As it turns out, marriage doesn’t really pan out quite like that after all. It’s imperfect, messy, and raw. Consequently, I was left with an immense sense of disappointment. Bewildered, I began to question my wants, needs, and motivations. This led to my recent epiphany. Marriage just isn’t for me! I thought it was, but I was wrong.
Why marriage isn’t for me:
- It isn’t about what I want.
- It isn’t about what I think I need.
- It isn’t about completing me.
- It isn’t about how I feel.
- It isn’t about me at all.
On the contrary, I’ve come to understand that marriage is about being a servant.
What marriage is really about:
- It’s about serving God.
- It’s about serving my wife.
- It’s about our shared mission of serving and blessing others through our partnership.
I should have realized it sooner. It was right there, under my nose, in scripture this whole time:
- Jesus was the epitome of embodied love and he spent his entire life on earth in service to his father, to others around him, and ultimately all humanity through the cross.

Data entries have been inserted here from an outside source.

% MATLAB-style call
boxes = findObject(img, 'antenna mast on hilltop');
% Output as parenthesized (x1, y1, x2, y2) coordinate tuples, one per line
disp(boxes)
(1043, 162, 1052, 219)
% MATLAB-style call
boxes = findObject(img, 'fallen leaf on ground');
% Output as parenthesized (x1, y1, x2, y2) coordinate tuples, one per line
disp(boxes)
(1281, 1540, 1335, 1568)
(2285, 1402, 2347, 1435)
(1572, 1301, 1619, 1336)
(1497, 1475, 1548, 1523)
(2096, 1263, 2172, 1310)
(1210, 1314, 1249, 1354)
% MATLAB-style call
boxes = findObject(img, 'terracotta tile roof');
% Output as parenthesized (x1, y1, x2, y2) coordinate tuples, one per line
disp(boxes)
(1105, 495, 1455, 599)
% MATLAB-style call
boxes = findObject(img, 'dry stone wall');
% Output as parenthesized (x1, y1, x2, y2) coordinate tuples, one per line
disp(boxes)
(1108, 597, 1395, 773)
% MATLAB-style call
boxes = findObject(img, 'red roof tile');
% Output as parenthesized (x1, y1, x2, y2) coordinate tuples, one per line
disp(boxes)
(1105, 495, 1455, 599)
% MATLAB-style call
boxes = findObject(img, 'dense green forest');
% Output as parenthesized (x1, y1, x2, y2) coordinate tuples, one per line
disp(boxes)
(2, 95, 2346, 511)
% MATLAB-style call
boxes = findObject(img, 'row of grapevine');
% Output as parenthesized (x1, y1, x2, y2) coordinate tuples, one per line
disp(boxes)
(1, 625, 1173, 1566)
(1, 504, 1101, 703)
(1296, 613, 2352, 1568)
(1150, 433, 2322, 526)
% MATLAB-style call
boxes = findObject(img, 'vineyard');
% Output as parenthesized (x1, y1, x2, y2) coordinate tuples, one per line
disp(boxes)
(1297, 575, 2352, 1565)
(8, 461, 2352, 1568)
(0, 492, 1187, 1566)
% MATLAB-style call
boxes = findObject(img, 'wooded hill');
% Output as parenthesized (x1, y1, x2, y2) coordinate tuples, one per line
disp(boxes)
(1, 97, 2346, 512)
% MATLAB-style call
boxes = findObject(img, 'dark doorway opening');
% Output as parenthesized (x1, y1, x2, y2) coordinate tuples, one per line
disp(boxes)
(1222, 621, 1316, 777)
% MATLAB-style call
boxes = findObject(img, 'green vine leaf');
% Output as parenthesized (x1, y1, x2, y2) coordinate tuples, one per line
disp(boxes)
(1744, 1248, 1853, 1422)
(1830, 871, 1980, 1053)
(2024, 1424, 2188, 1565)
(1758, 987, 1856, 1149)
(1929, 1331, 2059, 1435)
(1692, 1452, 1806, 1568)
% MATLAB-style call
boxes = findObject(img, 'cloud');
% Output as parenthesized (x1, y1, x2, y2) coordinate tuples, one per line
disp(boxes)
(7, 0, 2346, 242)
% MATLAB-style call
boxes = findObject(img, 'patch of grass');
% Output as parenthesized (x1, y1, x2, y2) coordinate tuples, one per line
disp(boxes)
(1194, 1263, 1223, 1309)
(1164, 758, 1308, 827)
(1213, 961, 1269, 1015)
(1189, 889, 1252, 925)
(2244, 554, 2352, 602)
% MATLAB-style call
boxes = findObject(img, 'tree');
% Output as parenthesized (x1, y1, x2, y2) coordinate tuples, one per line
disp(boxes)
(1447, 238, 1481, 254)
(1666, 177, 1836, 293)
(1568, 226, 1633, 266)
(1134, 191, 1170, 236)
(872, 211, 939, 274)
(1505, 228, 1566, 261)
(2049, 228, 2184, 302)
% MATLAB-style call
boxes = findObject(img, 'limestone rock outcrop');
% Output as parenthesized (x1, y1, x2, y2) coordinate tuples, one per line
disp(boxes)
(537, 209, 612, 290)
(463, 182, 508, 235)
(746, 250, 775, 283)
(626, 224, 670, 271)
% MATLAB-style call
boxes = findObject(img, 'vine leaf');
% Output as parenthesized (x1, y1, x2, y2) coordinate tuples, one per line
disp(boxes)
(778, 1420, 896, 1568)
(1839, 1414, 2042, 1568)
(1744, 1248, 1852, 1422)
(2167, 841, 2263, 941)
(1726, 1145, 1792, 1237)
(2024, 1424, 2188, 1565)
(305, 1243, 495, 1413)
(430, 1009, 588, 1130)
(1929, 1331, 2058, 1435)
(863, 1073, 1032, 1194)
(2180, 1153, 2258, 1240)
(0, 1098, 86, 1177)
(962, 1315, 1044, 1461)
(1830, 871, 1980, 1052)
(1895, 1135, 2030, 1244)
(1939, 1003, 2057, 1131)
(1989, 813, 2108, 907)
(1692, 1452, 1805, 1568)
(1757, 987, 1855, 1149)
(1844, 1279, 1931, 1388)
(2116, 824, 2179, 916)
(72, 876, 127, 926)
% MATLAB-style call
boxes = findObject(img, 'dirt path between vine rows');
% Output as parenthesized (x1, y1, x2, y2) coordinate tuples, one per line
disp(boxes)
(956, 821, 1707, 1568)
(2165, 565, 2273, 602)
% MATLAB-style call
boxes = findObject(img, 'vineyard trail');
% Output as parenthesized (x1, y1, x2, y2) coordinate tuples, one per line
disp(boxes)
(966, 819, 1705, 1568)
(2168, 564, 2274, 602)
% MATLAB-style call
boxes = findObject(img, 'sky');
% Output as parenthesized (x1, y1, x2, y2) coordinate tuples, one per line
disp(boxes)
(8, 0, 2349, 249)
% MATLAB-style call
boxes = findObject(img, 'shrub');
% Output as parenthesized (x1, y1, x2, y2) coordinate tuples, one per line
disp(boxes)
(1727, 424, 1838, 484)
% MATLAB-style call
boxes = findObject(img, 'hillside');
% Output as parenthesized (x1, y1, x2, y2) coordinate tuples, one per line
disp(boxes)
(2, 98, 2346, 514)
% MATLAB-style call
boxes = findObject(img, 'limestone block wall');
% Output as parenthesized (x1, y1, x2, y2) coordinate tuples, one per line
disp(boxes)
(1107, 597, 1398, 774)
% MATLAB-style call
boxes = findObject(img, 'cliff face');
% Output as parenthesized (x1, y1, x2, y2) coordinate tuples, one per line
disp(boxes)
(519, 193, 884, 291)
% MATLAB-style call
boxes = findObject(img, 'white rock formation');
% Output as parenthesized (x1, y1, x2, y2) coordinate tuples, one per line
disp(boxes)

- Ephesians 5:21 says that married couples are to “submit to one another.”
- I Corinthians 13:5, among the litany of qualities that characterize love, we find that love is “not self-seeking”.
It’s taken me years to finally understand the purpose of marriage – to love my spouse daily with a servant-heart. But now that I know it, I’m wasting no time in putting my new found knowledge into action.